It *is* a noble meat.

 ML> enough (like
 ML> chicharrones, sirloin, chicken thighs, duck, and various other
 ML> things) not to require the aid of external agents, whether they
 ML> be spinach, mustard, or sauerkraut.

But a modest amount of hot mustard does enhance it.

 JW> Title: Bob Engel's Korean Chap Jae

 ML> Why do the recipes for chap chae that I've seen use twice as
 ML> much sugar as it ought to have?

Check with Bob. A sugarless version follows. But it uses sweet noodles.

MMMMM----- Recipe via Meal-Master (tm) v8.06
 
      Title: (Cs) Korean Sweet Potato Noodles [Chap Chae]
 Categories: Beef, Korean, Noodles
      Yield: 6 Servings
 
    250 g  Sweet potato starch noodles
           -(dang myun)
      2 md Carrots
      1    Red capsicum; sl finely
      1    Leeks; or
      6    spring onions, sl fine
      3 tb Peanut oil
      3 ts Finely chopped garlic
    250 g  Lean rump; or
    250 g  beef fillet, sliced
           -paper-thin
      2 tb Korean chilli bean paste
      3 tb Korean soy sauce or Shoyu
      2 ts Sesame oil
 
  These noodles are sold in quite large packets, each packet holding 3
  hanks of noodles, each one held by a paper band.
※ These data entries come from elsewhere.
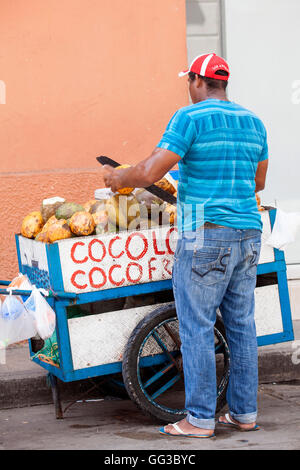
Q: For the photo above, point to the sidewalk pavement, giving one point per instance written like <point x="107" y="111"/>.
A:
<point x="24" y="383"/>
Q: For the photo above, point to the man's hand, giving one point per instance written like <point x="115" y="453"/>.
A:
<point x="112" y="177"/>
<point x="143" y="174"/>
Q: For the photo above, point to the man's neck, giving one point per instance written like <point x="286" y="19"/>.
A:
<point x="217" y="95"/>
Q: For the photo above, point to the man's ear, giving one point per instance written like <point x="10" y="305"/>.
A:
<point x="199" y="81"/>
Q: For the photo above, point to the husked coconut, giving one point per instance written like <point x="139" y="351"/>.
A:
<point x="32" y="224"/>
<point x="82" y="223"/>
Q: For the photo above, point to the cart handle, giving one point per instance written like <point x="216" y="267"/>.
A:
<point x="27" y="293"/>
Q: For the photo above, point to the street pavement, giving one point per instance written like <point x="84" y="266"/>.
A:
<point x="113" y="425"/>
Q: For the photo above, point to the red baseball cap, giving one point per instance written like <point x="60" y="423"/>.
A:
<point x="207" y="65"/>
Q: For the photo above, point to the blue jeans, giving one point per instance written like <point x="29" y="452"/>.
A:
<point x="216" y="268"/>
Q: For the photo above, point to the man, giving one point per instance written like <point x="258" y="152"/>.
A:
<point x="222" y="153"/>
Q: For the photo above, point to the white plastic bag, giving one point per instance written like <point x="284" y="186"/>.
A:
<point x="284" y="230"/>
<point x="44" y="315"/>
<point x="16" y="324"/>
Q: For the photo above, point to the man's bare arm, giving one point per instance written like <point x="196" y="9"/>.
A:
<point x="143" y="174"/>
<point x="261" y="173"/>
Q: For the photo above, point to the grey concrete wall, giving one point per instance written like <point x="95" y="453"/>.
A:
<point x="204" y="27"/>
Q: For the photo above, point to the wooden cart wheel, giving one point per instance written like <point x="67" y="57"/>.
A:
<point x="152" y="365"/>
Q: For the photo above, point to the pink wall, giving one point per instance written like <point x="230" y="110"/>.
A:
<point x="83" y="78"/>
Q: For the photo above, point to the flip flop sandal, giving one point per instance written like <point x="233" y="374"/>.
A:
<point x="231" y="424"/>
<point x="182" y="433"/>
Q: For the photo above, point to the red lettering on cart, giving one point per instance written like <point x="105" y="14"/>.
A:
<point x="166" y="263"/>
<point x="73" y="253"/>
<point x="115" y="283"/>
<point x="110" y="247"/>
<point x="140" y="272"/>
<point x="103" y="250"/>
<point x="170" y="251"/>
<point x="156" y="251"/>
<point x="101" y="284"/>
<point x="130" y="255"/>
<point x="73" y="281"/>
<point x="151" y="268"/>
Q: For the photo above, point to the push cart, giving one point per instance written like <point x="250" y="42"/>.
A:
<point x="126" y="326"/>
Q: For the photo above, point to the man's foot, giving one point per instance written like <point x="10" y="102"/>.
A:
<point x="229" y="420"/>
<point x="187" y="428"/>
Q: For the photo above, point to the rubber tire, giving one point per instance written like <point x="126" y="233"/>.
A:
<point x="129" y="366"/>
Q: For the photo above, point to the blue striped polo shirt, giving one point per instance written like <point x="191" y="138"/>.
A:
<point x="220" y="144"/>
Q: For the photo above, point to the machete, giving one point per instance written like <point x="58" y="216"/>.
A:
<point x="161" y="193"/>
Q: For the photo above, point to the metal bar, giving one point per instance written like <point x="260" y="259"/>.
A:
<point x="165" y="387"/>
<point x="56" y="396"/>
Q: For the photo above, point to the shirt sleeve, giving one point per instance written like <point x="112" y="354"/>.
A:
<point x="179" y="134"/>
<point x="264" y="153"/>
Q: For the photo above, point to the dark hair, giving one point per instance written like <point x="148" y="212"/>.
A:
<point x="212" y="83"/>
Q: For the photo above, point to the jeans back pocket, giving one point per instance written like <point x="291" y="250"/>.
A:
<point x="209" y="264"/>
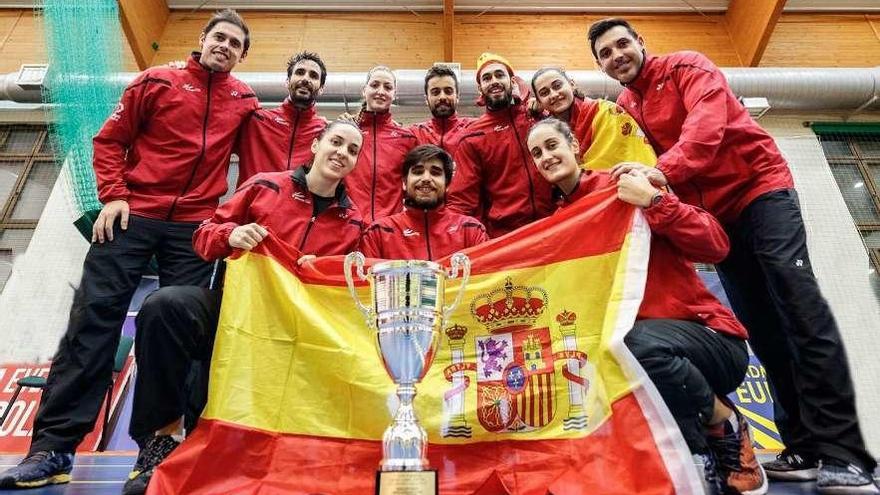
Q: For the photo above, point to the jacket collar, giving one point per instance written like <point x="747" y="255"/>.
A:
<point x="378" y="118"/>
<point x="418" y="214"/>
<point x="646" y="76"/>
<point x="193" y="66"/>
<point x="291" y="111"/>
<point x="298" y="176"/>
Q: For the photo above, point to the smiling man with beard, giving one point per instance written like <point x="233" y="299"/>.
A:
<point x="281" y="138"/>
<point x="445" y="128"/>
<point x="495" y="180"/>
<point x="425" y="230"/>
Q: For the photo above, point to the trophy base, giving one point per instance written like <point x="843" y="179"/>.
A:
<point x="406" y="482"/>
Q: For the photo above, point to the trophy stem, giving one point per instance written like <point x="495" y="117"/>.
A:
<point x="405" y="441"/>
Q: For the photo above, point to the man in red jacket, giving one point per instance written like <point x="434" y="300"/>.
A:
<point x="690" y="345"/>
<point x="425" y="230"/>
<point x="495" y="180"/>
<point x="281" y="138"/>
<point x="715" y="156"/>
<point x="307" y="207"/>
<point x="161" y="161"/>
<point x="445" y="128"/>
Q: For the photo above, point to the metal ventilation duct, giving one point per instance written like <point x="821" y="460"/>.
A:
<point x="809" y="89"/>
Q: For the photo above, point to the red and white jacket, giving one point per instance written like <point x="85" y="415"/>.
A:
<point x="495" y="179"/>
<point x="165" y="148"/>
<point x="376" y="183"/>
<point x="445" y="133"/>
<point x="416" y="234"/>
<point x="712" y="152"/>
<point x="277" y="139"/>
<point x="281" y="202"/>
<point x="681" y="235"/>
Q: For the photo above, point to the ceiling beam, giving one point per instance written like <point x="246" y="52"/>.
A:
<point x="448" y="30"/>
<point x="143" y="22"/>
<point x="750" y="24"/>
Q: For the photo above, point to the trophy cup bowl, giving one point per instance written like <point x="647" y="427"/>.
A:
<point x="407" y="311"/>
This makes it
  convenient to cook sufficient noodles for 6 people by using one of the
  hanks. This is a simple version of chap chae devised on the lines of
  the version served at a favourite Korean restaurant.
  
  In a large pot of lightly salted, fast boiling water, cook the noodles
  allowing 7 or 8 minutes rather than the 5 or 6 recommend d on the
  packet instructions. Drain in a colander, run cold water through and
  leave to drain again.
  
  Shred the carrots very finely. Japanese graters do this without much
  effort. Have all the vegetables ready before starting to cook. Heat
  oil and on low heat fry the garlic until soft. Add beef and stir-fr
  until colour changes. Add vegetables and stir-fry until half tender,
  then stir in the chilli bean paste, soy sauce and sesame oil and add
  the noodles tossing until they are well combined with the rest. Taste
  and add more soy sauce if necessary. Serve hot.
  
  From: CHARMAINE SOLOMON'S ENCYCLOPEDIA OF ASIAN FOOD
  Scanned/Edited by: KEVIN JCJD SYMONS, MARCH 2005
 
MMMMM


Cheers

Jim, in Yellowknife




... Nobody's interested in sweetness and light.